Everything isn't about sex. Fully mature
people understand that. Hormonally charged teenagers so seldom do. Both
Hermione and Harry matured at a surprisingly young age. Remember how Hermione
was always encouraging Harry in his relationships.
And did you catch the scene on the bridge where
Hermione said, "At least you accomplished one thing tonight.......Cho
couldn't keep her eyes off you." And if you keep your eyes on Ginny in
that scene as she is walking along behind him, you'll see this tiny little
flinch from Ginny when Hermione says it. She is already carrying a torch for
Harry and Harry doesn't yet see it.
The romance between Harry and Ginny is one
of my favorites in all of literature. It's not a bonfire, but the kindling of a
warm hearth - the sort of fire that lasts a lifetime.

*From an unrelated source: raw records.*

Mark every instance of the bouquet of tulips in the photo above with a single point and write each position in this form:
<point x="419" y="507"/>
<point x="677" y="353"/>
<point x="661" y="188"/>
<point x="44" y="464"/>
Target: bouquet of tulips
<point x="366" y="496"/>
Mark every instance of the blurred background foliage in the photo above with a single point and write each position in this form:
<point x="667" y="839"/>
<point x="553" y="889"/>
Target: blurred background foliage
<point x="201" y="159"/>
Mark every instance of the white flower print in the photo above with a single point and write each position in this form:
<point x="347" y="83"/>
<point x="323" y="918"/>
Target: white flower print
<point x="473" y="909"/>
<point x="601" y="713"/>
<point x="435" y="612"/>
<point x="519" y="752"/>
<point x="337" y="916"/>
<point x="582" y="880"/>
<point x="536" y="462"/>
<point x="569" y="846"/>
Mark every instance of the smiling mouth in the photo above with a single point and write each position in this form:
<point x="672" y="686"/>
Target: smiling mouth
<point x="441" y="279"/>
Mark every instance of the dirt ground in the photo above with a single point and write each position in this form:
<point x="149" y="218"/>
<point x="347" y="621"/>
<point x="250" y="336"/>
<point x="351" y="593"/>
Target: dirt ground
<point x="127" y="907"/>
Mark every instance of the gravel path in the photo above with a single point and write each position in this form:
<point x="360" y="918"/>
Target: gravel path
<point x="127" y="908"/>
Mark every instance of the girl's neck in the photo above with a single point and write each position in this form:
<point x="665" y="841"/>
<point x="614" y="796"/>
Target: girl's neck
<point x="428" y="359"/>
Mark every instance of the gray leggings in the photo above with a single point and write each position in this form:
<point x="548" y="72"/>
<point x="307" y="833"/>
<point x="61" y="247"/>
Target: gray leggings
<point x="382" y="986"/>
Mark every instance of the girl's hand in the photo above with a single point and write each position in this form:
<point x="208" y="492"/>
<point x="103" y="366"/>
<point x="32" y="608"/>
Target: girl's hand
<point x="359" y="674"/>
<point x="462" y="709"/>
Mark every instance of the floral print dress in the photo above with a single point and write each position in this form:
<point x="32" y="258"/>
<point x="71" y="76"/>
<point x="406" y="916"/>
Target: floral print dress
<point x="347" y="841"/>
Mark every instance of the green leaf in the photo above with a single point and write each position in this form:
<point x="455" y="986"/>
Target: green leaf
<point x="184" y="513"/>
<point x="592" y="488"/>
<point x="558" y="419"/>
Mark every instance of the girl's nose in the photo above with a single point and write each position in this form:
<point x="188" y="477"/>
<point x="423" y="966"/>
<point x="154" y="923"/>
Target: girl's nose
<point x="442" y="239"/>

Hermione and Ron have a sparkier
relationship, but mostly because Ron lacks the self-confidence to move forward
with Hermione. Hermione is in love with Ron long before he has the courage to
recognize that he is in love with her. Hermione was ready to close the deal
with Ron early on. She loved Ron, not in spite of his flaws, but because of
them. To me that's incredibly selfless and what love ought to be.
Ron was afraid to put himself forward with
Hermione. It's not that Ron isn't brave; he just doesn't see how someone as
brilliant as Hermione could possibly love someone as flawed as he sees himself
being. After he becomes separated from Harry and Hermione and Dumbledore's
light catcher leads him back, you see a new Ron, filled with a new sense of
self-confidence - enough to push his way past Hermione's anger. From then on,
they are pair-bonded for life and you can see it in everything they do. That
time away was Ron's 40 days in the wilderness just as the time when Harry
surrendered to Voldemort and was "killed" was Harry's. Once that job
was done, Harry could allow Ginny fully into his life without fearing that
being close to him would get her killed.
Rowlings did such a good job with those
relationships. The books are very wise and the films captures that quite well. The Harry/Ginny naysayers inevitably make arguments for Harry and Hermione make arguments of the sort junior high school girls for putting together the big jock and the head cheerleader back in the hormone-fueled days of early adolescence. You don't hook up with your sister and Hermione was always that to Harry. JK was dead on.
The fact that practically everyone wants
more of Harry and the gang, is a testament to how brilliantly and truthfully
Rowlings drew the characters. I may have to watch the movies again now. Rowlings
has given us a wise and truly remarkable body of work that will likely stand
the test of time and gets all the pineapples I have. An author that can hold the attention of children and adolescent through not just one thick volume, but seven knows her stuff, so y'all just shut up about Ginny being the wrong gal for Harry.